The USANC classifies drugs using the knowledge available when names are coined.  Similarly, stems are defined according to the available knowledge at the time.  If new indications are found for a stem class or drug, the name of the drug or the definition of the stem does not usually change.  This means, for example, that the -prazole stem used to name lansoprazole (Prevacid™) was formally defined as for "antiulcer agents," although these drugs are now more often used to manage GERD.  Lansoprazole has indications for both heartburn and GERD.
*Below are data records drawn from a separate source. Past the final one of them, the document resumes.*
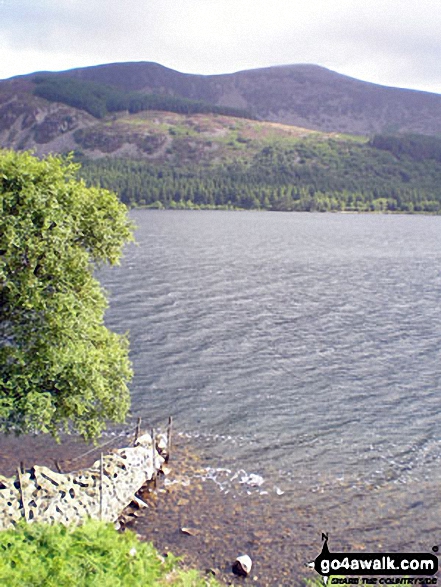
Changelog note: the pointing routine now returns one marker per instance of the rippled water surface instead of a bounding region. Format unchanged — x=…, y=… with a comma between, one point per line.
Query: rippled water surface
x=301, y=347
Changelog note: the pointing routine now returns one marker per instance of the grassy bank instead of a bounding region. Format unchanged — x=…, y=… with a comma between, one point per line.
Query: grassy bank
x=93, y=555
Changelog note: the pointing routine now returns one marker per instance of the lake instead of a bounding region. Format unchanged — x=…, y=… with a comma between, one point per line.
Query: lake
x=303, y=349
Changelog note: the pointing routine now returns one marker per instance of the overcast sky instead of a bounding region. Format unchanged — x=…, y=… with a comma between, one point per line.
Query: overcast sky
x=391, y=42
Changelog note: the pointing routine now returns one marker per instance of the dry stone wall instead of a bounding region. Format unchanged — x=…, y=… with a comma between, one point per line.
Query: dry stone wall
x=101, y=492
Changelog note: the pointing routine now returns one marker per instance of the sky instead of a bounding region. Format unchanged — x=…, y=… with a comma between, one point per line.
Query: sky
x=389, y=42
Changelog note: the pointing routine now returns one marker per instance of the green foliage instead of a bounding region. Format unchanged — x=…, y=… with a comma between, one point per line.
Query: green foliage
x=308, y=174
x=99, y=99
x=417, y=147
x=59, y=365
x=93, y=555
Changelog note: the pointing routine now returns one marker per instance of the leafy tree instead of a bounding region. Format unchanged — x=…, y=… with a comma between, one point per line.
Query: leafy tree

More knowledge may become available after a drug is named or a stem is coined, and nomenclature is an evolving art and science.  Consequently, drugs have been named by different means over the last several decades.  Early on, many drug names were coined by condensing the systematic chemical name.  Later, the system was changed to the current prefix-infix-stem system, to reduce confusion of drug names and to make the drug name more directly refer to the class or function.  The USAN Program expects that nomenclature practices will continue to evolve as new substances are developed and marketed by the pharmaceutical industry.